Весёлые огоньки свечей, звонкие голоса подруг, поющие хвалу Пресветлой Богине, и празднично накрытый стол обычно создавали у Селестин будоражащее кровь предчувствие праздника. Словно маленькие прыгучие пузырики поселялись внутри, щекотали и заставляли смеяться. В такие вечера в прошлом даже приют казался ей домом, где все любят друг друга и желают ей добра. Почему-то именно этот праздник, отмечаемый в самую холодную и тёмную пору года, казался самым светлым, дарил больше всего тепла. Всегда, но не в этот раз.
Казалось бы, в этом году завершение поста и начало предпраздничной недели и вовсе походили на сбывшуюся сказку. Приют сменился королевским дворцом, робы послушниц на нарядные платья. Даже в пост им не приходилось грызть сухие корки, запивая водой. А сегодняшний стол и вовсе был уставлен блюдами, которые Селестин раньше даже не видела. Но счастья не было. Душу едкой горечью разъедали зависть и страх.

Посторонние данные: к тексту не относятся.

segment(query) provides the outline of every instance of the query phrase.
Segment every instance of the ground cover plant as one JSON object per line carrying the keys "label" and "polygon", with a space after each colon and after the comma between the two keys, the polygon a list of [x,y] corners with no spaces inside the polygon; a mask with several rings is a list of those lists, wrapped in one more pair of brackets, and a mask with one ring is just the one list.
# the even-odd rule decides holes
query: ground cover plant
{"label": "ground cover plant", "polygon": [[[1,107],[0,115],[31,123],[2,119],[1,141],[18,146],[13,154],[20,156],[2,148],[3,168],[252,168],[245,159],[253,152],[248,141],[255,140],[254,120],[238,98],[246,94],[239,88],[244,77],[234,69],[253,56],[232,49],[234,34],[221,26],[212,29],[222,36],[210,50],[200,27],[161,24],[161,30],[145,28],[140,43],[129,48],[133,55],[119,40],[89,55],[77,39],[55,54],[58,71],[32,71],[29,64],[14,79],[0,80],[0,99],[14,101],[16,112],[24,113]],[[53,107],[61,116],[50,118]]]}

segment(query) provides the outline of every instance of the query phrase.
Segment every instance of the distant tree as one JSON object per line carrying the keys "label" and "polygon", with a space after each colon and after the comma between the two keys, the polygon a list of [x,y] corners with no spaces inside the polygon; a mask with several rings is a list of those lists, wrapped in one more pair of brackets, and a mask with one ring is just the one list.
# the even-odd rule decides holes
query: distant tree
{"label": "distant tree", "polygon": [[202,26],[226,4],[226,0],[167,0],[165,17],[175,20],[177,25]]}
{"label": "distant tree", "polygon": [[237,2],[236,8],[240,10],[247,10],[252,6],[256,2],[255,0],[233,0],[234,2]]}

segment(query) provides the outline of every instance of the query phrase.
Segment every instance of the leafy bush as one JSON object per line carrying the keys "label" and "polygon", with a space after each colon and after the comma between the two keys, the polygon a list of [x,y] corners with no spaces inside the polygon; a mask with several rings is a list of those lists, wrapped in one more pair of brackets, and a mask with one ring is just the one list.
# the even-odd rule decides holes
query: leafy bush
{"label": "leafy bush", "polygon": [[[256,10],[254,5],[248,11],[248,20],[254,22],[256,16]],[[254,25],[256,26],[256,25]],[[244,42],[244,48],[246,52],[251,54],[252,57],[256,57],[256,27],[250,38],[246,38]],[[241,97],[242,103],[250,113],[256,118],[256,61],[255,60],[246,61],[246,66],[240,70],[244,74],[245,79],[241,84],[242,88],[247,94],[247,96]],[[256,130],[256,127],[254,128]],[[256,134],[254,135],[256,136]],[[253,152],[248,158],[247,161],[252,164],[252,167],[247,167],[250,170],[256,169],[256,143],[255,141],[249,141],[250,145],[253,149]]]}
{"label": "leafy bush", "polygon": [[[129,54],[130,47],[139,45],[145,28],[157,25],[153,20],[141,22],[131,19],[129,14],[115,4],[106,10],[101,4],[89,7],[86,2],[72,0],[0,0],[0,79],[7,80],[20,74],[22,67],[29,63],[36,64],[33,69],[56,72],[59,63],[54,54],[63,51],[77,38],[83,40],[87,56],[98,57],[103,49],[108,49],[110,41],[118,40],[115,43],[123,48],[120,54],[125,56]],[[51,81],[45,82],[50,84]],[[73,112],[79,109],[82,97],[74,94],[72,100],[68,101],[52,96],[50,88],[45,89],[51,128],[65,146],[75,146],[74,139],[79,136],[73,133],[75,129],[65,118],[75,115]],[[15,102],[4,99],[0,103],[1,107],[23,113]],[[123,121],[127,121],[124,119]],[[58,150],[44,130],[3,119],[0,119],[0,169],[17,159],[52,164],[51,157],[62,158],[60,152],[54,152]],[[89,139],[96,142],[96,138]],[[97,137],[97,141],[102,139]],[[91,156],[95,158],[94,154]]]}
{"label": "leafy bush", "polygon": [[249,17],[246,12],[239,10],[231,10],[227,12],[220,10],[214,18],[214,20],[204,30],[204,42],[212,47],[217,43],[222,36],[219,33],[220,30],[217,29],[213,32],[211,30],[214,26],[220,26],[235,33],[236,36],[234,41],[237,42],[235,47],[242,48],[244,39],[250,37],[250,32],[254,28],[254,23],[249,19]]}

Завидовала жгуче, до тоски, Селестин принцессе. Нет, не тому, что Гвендолин, такая же лейская полукровка и сирота, внезапно оказалась принцессой. То, что она не такая, как все, девочки догадывались и раньше. Никто из других воспитанниц приюта не получал таких подарков, как Гвендолин. И сёстры, хоть и старались ко всем воспитанницам относиться ровно, всё же невольно выделяли Гвен, прощали ей больше, чем остальным. Так что когда выяснилось, что отец у Гвендолин король Эрик, все хоть и удивились, но приняли, как должное. Радовались вместе с ней. Тем более, что это изменило к лучшему жизнь не только принцессы, но и её подруг.
Селестин тоже радовалась за младшую подругу. Радовалась и завидовала. Тому, что у Гвен появился отец, который, оказывается, никогда не забывал о ней. Бабушка, королева Джиневра, держалась с Гвендолин немного отстранённо, но всё равно была. Иногда забирала внучку с уроков и гуляла с ней в королевских садах, или ездила в город показать какой-нибудь парк, или порт, или музеум графа Аль Карси. А ещё у Гвендолин была мачеха – королева Таиния, которая даже с Селестин говорила ласково и обещала защиту. Но на Гвендолин она смотрела совсем не так, как на неё, видела Селестин. Она гладила принцессу по голове, нежно прикасалась, иногда даже не замечая этого. К Селестин никто и никогда так не прикасался. И она завидовала, жгуче, до слёз.
Сёстры всегда говорили, что зависть – грех. И Селестин понимала, что поступает нехорошо, но справиться не могла. Оттого и петь хвалу Богине с лёгким сердцем не могла. Она сердилась на неё, усугубляя грех. Почему Пресветлая не послала ей, Селестин, хоть кого-то, кто бы принадлежал только ей! Пусть бы даже ругал и не дарил подарков, но смотрел также тепло, обнимал, слушал бы её жалобы, развеивал страхи.
Страх – вот чего Селестин не испытывала давно, с тех пор, как попала в монастырский приют. Она знала, что даже самые строгие сёстры никогда не забьют её камнями, не убьют, как убили когда-то селяне мать девочки. А сейчас страх вернулся. Нет, Селестин не боялась, что её убьют, хоть и не раз натыкалась на неприязнь во взглядах слуг и придворных. Уж слишком явно в ней видна была лейская кровь. К таким взглядам она привыкла и научилась не принимать их близко к сердцу. Сделать-то ей ничего не сделают! Она, Селестин, теперь важная персона – подруга принцессы Гвендолин и подчинённая самого барона Ле-Риля, главы безопасности королевства. Она занята важным делом – учится вместе с принцессой лейской магии и внимательно следит за тем, что и как говорят присланные из Лейского княжества учителя. Так что бояться нечего!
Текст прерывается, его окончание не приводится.